From: Kenneth Whistler (kenw@sybase.com)
Date: Wed May 28 2008 - 17:13:50 CDT

  • Next message: Doug Ewell: "Re: Parsing Unicode strings"

    Peter Johansson asked:

    > Is the Unicode-encoded character string self-descriptive?

    No. It isn't a complex object. A Unicode string is simply
    an array of Unicode code units in one of the 3 encoding
    forms: UTF-8, UTF-16, or UTF-32.

    > That is, do
    > I need a priori knowledge that it is encoded as, for example, UTF-8
    > rather than UTF-32?

    Well, yes, but the a priori knowledge you need is of
    the *data type* of the code units you are dealing with.

    For any well-behaved API involving Unicode strings, you
    are only going to be dealing with one encoding form,
    because the data types are different. In terms of
    C data types, UTF-8 strings are unsigned char*, UTF-16 strings
    are unsigned short* (assuming short is 16 bits) and UTF-32
    strings are unsigned long* (assuming long is 32 bits).
    It is a fundamental programming error, when using
    API's that use arrays or pointers for strings, to
    mix data types of this sort through the same API.

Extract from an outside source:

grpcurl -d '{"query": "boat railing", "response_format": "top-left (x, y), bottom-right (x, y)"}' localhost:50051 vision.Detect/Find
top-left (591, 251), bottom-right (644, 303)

    Of course, you may also be dealing with an objected-oriented
    language that defines Unicode String objects on top of
    the fundamental string definitions in the Unicode
    Standard. Such object definitions are outside the scope
    of the Unicode Standard, and their definitions would depend
    on the language you are using. In most cases they would
    simply standardize their usage on a single Unicode
    encoding form. So, for example, a Java String always uses UTF-16.

    > Or, by examining the first byte (or first few
    > bytes) can I determine the encoding?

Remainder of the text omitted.